Simple does not mean cheap: pretraining is an industrial process that costs (hundreds of) billions of dollars. Simple also does not mean easy: decision-making is especially difficult to get right since amortizing search (=training a model to perform implicit search) requires RL, which is notoriously tricky.

Simple does mean scalable. The original scaling laws taught us how to exchange compute for better predictions. The new test-time scaling laws teach us how to exchange compute for better decisions. AIXI may still be a ways off, but we can see at least one open path that leads closer to that ideal.

The bitter lesson is that "general methods that leverage computation [such as search and learning] are ultimately the most effective, and by a large margin." The lesson from AIXI is that maybe these are all you need. The lesson from o1 is that maybe all that's left is just a bit more compute...


We still don't know the exact details of how o1 works. If you're interested in reading about hypotheses for what might be going on and further discussion of the implications for scaling and recursive self-improvement, see my recent post, "o1: A Technical Primer"
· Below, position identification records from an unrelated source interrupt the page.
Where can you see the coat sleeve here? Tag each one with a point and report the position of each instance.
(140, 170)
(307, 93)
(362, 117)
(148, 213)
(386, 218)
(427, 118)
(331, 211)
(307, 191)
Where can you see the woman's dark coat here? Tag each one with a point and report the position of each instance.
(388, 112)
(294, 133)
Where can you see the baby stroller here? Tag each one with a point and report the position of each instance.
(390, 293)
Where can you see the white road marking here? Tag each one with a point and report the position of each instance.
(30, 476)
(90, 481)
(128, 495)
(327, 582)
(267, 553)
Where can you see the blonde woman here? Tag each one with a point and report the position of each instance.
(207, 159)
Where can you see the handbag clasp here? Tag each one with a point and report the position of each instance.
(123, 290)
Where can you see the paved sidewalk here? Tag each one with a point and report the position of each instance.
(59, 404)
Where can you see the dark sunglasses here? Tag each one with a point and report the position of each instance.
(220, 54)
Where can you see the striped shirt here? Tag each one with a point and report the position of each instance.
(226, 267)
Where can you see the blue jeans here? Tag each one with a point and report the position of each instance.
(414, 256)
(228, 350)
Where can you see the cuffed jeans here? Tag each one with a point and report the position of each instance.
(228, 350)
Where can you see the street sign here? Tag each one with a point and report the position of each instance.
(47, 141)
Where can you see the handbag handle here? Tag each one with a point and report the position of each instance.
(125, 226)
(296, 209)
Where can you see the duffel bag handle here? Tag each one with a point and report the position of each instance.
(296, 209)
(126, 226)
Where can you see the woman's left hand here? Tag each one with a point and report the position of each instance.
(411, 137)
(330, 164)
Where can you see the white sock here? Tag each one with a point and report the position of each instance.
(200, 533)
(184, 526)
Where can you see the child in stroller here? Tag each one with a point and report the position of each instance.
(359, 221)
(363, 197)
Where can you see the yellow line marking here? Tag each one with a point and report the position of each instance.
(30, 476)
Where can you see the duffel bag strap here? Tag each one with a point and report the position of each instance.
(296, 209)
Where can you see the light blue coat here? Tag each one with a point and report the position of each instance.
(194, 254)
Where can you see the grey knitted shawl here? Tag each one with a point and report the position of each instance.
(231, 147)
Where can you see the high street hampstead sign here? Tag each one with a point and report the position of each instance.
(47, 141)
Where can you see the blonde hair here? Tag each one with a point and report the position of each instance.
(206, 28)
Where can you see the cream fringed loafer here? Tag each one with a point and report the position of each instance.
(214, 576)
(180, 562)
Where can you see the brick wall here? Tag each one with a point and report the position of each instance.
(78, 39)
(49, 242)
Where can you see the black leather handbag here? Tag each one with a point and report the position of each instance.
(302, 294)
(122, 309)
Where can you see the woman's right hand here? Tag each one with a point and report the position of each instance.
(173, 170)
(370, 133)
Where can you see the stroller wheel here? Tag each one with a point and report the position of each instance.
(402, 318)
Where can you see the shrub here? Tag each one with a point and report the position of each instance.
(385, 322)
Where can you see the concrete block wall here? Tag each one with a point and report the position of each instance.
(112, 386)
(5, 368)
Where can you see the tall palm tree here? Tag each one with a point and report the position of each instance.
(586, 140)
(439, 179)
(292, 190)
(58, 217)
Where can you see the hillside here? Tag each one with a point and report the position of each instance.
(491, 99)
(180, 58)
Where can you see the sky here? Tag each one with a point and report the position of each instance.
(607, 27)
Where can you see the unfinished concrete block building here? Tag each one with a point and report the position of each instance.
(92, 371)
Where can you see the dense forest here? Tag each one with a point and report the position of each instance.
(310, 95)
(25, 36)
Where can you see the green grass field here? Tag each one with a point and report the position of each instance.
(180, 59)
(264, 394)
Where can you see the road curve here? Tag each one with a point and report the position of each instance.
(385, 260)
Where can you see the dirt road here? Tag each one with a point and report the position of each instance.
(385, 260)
So let's call "reasoning models" like o1 what they really are: the first true AI agents.

I think the distinction between systems that perform a single forward pass and then stop and systems that have an OODA loop (tool use) is more stark than the difference between "reasoning" and "chat" models, and I'd prefer to use "agent" for that distinction.

I do think that "reasoning" is a bit of a market-y name for this category of system though. "chat" vs "base" is a great choice of words, and "chat" is basically just a description of the RL objective those models were trained with.

If I were the terminology czar, I'd call o1 a "task" model or a "goal" model or something.